Na avaliação desse professor, o Governo está refém do Congresso e não consegue emplacar seus projetos sem que os parlamentares o modifiquem como bem entenderem. “Só se vota e se aprova o que o Rodrigo Maia [presidente da Câmara] quiser. Isso porque o Governo não articula. Não conversa com ninguém”, afirmou Melo. 

Uma legenda de extrema direita

Com o gesto de desfiliar em plena Presidência, Bolsonaro acaba repetindo um ato tomado por Hugo Chávez (1954-2013) em 2006, quando o ex-presidente venezuelano também iniciou um processo de criação de seu próprio partido, o PSUV (Partido Socialista Unificado da Venezuela), já no poder. Entre as semelhanças no discurso dos dois, está a defesa da "refundação" do sistema político, a aliança com os militares e o desprezo pela oposição como interlocutora válida. Além do posicionamento ideológico antípoda, outra diferença é que, na época da criação do PSUV, Chávez tinha maioria congressual. Algo que Bolsonaro nunca buscou ter.

Uma outra característica da legenda que Bolsonaro e seus apoiadores planejam criar é seu posicionamento na extrema direita. Em caso de sucesso —para começar, terão de conseguir 500.000 assinaturas até o ano que vem— , será a primeira vez que o país terá um partido com representatividade nesse campo ideológico. “Antes só tivemos o integralismo, mas era residual, sem expressão política”, explicou o professor Melo, citando o movimento do começo do século 20.

Um manifesto divulgado pelos bolsonaristas e que deve compor parte do estatuto de criação da sigla, mostra que a Aliança pelo Brasil terá um caráter nacionalista, preocupado com as pautas de costumes e centrada na figura do presidente. No documento, há a citação de que os “aliados”, como os filiados querem ser chamados, “almejam livrar o país dos larápios, dos ‘espertos’, dos demagogos e dos traidores que enganam os pobres e os ignorantes que eles mesmo mantêm, para se fartar”. Há citações à família, aos religiosos, aos militares e uma referência ao slogan de Bolsonaro na campanha eleitoral de 2018: “Brasil acima de tudo. Deus acima de todos”.

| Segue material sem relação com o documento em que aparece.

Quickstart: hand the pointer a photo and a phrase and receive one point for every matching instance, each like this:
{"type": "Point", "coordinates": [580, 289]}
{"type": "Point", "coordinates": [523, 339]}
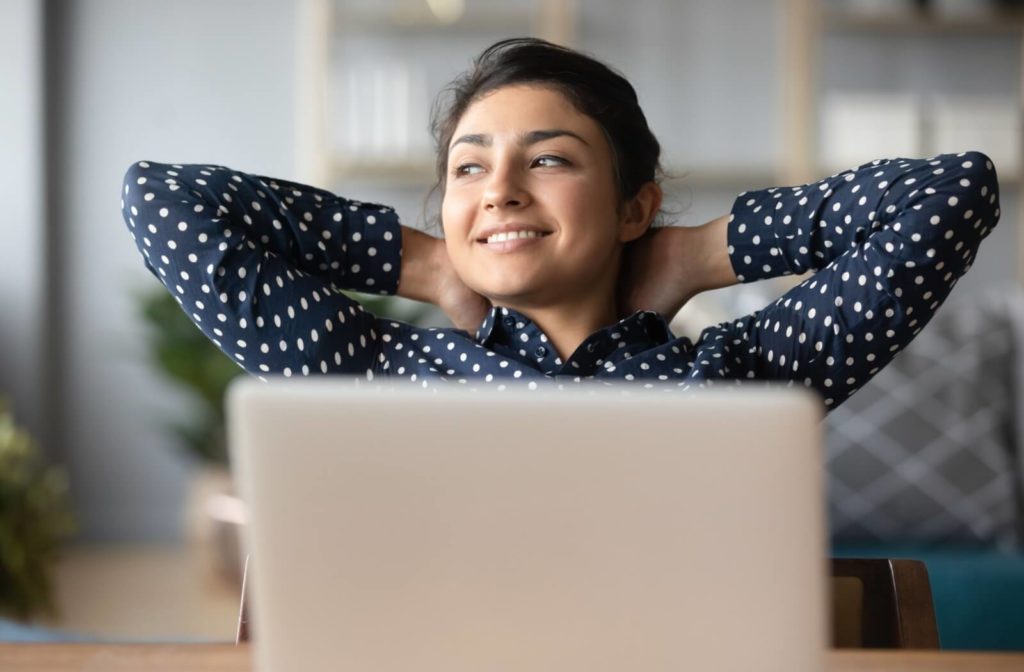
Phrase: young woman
{"type": "Point", "coordinates": [549, 266]}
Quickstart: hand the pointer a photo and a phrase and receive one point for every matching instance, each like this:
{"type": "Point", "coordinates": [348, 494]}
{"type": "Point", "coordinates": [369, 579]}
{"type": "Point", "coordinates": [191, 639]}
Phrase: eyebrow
{"type": "Point", "coordinates": [532, 137]}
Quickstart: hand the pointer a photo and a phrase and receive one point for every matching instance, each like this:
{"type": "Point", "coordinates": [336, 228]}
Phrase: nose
{"type": "Point", "coordinates": [505, 190]}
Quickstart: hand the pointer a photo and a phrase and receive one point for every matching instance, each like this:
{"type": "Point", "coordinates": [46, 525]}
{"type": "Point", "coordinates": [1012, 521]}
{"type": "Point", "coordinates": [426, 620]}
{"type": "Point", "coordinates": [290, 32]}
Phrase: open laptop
{"type": "Point", "coordinates": [551, 531]}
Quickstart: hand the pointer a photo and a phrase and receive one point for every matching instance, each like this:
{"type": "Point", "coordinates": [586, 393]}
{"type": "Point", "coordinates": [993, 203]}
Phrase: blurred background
{"type": "Point", "coordinates": [112, 429]}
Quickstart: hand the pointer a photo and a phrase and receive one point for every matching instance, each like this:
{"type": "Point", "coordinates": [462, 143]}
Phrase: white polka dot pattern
{"type": "Point", "coordinates": [258, 264]}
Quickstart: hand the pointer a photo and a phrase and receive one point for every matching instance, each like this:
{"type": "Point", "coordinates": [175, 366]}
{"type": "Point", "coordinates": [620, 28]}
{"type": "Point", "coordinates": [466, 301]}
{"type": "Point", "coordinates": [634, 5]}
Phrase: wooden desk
{"type": "Point", "coordinates": [228, 658]}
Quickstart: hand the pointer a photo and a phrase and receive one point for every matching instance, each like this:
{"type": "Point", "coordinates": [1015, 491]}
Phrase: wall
{"type": "Point", "coordinates": [190, 80]}
{"type": "Point", "coordinates": [22, 231]}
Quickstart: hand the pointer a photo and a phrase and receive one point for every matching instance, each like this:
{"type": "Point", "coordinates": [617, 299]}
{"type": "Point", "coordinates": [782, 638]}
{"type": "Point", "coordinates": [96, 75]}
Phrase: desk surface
{"type": "Point", "coordinates": [227, 658]}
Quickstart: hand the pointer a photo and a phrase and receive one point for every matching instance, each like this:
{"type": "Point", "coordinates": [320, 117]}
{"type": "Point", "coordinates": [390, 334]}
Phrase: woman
{"type": "Point", "coordinates": [549, 266]}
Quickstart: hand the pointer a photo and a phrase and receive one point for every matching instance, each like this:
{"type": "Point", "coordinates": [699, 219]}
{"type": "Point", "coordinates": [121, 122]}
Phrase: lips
{"type": "Point", "coordinates": [502, 237]}
{"type": "Point", "coordinates": [510, 238]}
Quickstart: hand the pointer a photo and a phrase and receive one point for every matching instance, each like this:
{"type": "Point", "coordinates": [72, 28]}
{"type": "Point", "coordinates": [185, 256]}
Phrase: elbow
{"type": "Point", "coordinates": [137, 174]}
{"type": "Point", "coordinates": [982, 184]}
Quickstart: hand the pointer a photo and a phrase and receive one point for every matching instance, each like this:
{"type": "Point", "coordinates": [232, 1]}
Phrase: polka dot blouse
{"type": "Point", "coordinates": [258, 264]}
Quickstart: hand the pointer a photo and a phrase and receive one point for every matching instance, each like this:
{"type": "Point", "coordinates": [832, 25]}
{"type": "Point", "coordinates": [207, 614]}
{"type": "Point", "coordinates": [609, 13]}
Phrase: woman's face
{"type": "Point", "coordinates": [531, 213]}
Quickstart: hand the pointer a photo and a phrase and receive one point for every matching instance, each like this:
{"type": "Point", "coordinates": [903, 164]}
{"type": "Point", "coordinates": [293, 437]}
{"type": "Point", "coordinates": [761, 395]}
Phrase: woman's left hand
{"type": "Point", "coordinates": [669, 265]}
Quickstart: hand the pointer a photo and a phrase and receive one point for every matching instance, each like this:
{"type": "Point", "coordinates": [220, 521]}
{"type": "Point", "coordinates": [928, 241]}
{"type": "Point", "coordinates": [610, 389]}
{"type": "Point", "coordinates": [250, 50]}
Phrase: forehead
{"type": "Point", "coordinates": [515, 110]}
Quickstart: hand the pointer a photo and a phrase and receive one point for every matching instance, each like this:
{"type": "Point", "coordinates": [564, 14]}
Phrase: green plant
{"type": "Point", "coordinates": [35, 517]}
{"type": "Point", "coordinates": [183, 354]}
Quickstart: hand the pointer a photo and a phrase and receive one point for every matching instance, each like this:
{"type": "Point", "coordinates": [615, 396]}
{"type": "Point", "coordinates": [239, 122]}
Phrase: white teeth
{"type": "Point", "coordinates": [511, 236]}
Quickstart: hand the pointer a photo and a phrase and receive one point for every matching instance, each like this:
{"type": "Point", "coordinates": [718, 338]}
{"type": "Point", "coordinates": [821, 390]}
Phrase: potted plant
{"type": "Point", "coordinates": [35, 518]}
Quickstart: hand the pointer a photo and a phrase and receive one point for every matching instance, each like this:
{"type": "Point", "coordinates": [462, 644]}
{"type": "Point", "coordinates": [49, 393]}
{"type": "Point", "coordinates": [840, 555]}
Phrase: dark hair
{"type": "Point", "coordinates": [592, 87]}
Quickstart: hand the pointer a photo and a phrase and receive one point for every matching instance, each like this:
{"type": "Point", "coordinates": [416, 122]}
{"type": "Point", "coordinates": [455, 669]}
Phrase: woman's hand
{"type": "Point", "coordinates": [669, 265]}
{"type": "Point", "coordinates": [427, 275]}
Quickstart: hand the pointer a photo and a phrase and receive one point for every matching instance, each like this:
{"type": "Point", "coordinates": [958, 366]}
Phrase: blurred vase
{"type": "Point", "coordinates": [214, 517]}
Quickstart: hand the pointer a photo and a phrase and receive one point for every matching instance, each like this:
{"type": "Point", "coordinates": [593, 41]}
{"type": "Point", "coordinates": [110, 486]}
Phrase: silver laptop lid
{"type": "Point", "coordinates": [453, 531]}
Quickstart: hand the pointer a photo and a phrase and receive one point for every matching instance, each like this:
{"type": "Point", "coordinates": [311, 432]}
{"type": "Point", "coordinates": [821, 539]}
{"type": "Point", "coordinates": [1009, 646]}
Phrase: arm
{"type": "Point", "coordinates": [670, 265]}
{"type": "Point", "coordinates": [427, 275]}
{"type": "Point", "coordinates": [257, 263]}
{"type": "Point", "coordinates": [888, 242]}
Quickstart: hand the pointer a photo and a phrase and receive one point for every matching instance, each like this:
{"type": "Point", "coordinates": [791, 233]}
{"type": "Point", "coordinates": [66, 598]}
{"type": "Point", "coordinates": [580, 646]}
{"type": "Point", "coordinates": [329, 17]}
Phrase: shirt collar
{"type": "Point", "coordinates": [638, 332]}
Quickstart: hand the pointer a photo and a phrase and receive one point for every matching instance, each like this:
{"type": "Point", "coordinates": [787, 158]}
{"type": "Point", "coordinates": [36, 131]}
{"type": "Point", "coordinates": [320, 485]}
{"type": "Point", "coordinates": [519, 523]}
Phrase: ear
{"type": "Point", "coordinates": [639, 212]}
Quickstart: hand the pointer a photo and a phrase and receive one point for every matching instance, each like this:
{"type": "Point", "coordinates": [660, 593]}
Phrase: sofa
{"type": "Point", "coordinates": [925, 462]}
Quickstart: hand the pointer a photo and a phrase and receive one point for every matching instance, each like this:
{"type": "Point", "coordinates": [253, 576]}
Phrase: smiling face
{"type": "Point", "coordinates": [531, 211]}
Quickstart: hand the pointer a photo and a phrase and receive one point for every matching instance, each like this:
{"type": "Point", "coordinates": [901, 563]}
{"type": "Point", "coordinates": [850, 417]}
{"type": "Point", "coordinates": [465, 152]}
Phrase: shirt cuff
{"type": "Point", "coordinates": [754, 251]}
{"type": "Point", "coordinates": [371, 247]}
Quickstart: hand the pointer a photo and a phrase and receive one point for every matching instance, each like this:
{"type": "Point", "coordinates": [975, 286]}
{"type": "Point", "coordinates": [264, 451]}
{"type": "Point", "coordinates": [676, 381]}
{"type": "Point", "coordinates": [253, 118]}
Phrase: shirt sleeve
{"type": "Point", "coordinates": [888, 241]}
{"type": "Point", "coordinates": [259, 263]}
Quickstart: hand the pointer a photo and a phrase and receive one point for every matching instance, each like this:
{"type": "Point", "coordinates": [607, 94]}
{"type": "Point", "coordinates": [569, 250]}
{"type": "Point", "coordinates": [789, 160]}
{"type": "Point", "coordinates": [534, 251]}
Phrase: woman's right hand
{"type": "Point", "coordinates": [427, 275]}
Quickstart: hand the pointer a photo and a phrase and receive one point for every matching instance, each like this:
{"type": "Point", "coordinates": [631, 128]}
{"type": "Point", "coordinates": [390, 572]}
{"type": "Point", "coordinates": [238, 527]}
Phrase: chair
{"type": "Point", "coordinates": [882, 603]}
{"type": "Point", "coordinates": [877, 603]}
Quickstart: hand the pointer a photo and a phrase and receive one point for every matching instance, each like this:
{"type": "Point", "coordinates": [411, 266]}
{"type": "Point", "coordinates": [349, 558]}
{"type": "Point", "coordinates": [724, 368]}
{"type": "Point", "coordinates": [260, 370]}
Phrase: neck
{"type": "Point", "coordinates": [568, 325]}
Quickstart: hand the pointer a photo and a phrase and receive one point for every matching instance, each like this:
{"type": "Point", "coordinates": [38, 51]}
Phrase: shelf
{"type": "Point", "coordinates": [927, 23]}
{"type": "Point", "coordinates": [403, 172]}
{"type": "Point", "coordinates": [418, 18]}
{"type": "Point", "coordinates": [421, 172]}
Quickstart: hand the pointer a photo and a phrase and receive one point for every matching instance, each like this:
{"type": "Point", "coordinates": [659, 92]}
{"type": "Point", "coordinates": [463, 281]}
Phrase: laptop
{"type": "Point", "coordinates": [397, 530]}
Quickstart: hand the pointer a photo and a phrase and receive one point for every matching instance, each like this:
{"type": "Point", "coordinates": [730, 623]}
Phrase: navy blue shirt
{"type": "Point", "coordinates": [259, 264]}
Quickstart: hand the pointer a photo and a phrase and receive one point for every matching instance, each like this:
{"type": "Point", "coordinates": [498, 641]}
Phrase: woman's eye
{"type": "Point", "coordinates": [549, 161]}
{"type": "Point", "coordinates": [467, 169]}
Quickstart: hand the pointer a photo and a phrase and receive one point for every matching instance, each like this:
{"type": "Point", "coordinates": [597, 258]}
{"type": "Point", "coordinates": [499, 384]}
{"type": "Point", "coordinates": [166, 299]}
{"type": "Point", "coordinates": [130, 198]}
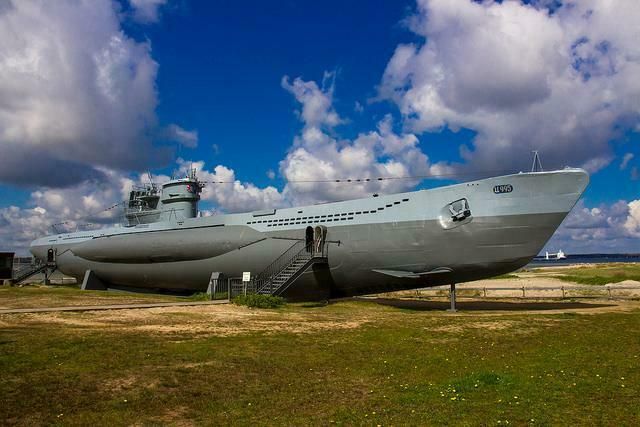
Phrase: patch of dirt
{"type": "Point", "coordinates": [218, 320]}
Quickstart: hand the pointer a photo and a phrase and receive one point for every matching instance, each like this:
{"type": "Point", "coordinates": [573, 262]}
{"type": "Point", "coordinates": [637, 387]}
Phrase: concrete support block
{"type": "Point", "coordinates": [91, 282]}
{"type": "Point", "coordinates": [215, 284]}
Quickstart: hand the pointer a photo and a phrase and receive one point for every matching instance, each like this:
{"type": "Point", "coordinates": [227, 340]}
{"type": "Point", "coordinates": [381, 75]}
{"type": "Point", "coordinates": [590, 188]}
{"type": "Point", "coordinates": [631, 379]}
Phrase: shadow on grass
{"type": "Point", "coordinates": [421, 305]}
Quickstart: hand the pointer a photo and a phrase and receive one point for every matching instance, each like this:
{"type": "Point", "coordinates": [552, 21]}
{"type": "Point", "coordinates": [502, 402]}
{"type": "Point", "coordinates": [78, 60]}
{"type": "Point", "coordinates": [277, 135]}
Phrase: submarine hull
{"type": "Point", "coordinates": [401, 241]}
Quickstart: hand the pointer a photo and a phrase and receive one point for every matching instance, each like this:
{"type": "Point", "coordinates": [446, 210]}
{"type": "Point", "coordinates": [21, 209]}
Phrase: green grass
{"type": "Point", "coordinates": [600, 275]}
{"type": "Point", "coordinates": [391, 367]}
{"type": "Point", "coordinates": [56, 296]}
{"type": "Point", "coordinates": [259, 301]}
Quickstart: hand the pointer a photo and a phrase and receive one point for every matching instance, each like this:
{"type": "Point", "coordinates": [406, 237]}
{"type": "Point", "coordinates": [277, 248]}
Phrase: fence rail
{"type": "Point", "coordinates": [611, 292]}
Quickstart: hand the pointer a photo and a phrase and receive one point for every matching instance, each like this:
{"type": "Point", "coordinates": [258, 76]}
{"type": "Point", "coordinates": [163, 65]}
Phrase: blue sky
{"type": "Point", "coordinates": [239, 88]}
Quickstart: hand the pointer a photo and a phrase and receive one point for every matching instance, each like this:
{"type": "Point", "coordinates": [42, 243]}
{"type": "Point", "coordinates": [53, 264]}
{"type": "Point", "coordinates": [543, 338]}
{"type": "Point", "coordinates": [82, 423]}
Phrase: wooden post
{"type": "Point", "coordinates": [452, 296]}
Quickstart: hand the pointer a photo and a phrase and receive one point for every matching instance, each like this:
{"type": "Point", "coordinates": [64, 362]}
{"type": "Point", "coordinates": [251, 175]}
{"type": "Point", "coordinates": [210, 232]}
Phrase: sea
{"type": "Point", "coordinates": [540, 261]}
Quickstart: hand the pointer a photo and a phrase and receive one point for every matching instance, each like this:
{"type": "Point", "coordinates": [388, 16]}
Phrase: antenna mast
{"type": "Point", "coordinates": [537, 164]}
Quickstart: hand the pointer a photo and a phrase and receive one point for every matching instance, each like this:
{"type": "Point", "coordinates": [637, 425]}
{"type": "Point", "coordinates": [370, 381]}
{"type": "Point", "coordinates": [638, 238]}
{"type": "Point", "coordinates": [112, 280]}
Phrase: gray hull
{"type": "Point", "coordinates": [401, 241]}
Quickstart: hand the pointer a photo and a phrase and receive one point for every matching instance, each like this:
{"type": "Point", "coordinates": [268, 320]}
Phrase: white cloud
{"type": "Point", "coordinates": [75, 93]}
{"type": "Point", "coordinates": [632, 224]}
{"type": "Point", "coordinates": [523, 77]}
{"type": "Point", "coordinates": [185, 137]}
{"type": "Point", "coordinates": [316, 155]}
{"type": "Point", "coordinates": [625, 160]}
{"type": "Point", "coordinates": [147, 11]}
{"type": "Point", "coordinates": [317, 102]}
{"type": "Point", "coordinates": [232, 195]}
{"type": "Point", "coordinates": [605, 228]}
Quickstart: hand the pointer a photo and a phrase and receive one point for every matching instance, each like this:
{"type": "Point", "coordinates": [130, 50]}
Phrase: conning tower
{"type": "Point", "coordinates": [180, 198]}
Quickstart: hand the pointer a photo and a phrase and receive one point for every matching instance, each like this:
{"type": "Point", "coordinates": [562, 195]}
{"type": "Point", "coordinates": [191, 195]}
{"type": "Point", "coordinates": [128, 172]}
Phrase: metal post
{"type": "Point", "coordinates": [452, 297]}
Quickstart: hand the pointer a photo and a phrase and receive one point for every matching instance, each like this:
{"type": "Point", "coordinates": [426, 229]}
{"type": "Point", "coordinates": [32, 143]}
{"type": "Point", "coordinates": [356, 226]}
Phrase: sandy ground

A julgar pelos bolsonaristas fiéis que já anunciaram adesão, a nova sigla trilhará o caminho do líder, de não se furtar a fazer declarações ofensivas a minorias para se diferenciar no tabuleiro político e conseguir coesão da base. Nesta terça-feira, o deputado federal Daniel Silveira (PSL-RJ) subiu à tribuna da Câmara para contestar dados de que os negros morrem mais nas mãos da polícia no Brasil. Silveira, inglório por quebrar uma placa em homenagem da vereadora assasinada Marielle Franco, já confirmou que migra para o Aliança.

Apesar da empolgação dos apoiadores do presidente, que marcaram a convenção nacional para esta quinta-feira, haverá dificuldades para a aprovação da legenda. Um dos partidos que conseguiu ser criado em tempo recorde foi o PSD, que levou pouco mais de dois anos para reunir 500.000 assinaturas em nove unidades da federação. Se quiserem, de fato, participar das eleições municipais de 2020, os bolsonaristas têm pouco mais de quatro meses para concluir todos os trâmites burocráticos. O prazo limite para disputar o pleito é abril do ano que vem.

Caso não consigam fundar o partido, o plano B seria uma migração massiva para alguma legenda de direita até que o Aliança seja criado, na expectativa de disputarem a eleição de 2022. Para tentar agilizar a criação de seu partido, Bolsonaro contratou o mesmo advogado que atuou na fundação do PSD, o ex-ministro do TSE Admar Gonzaga.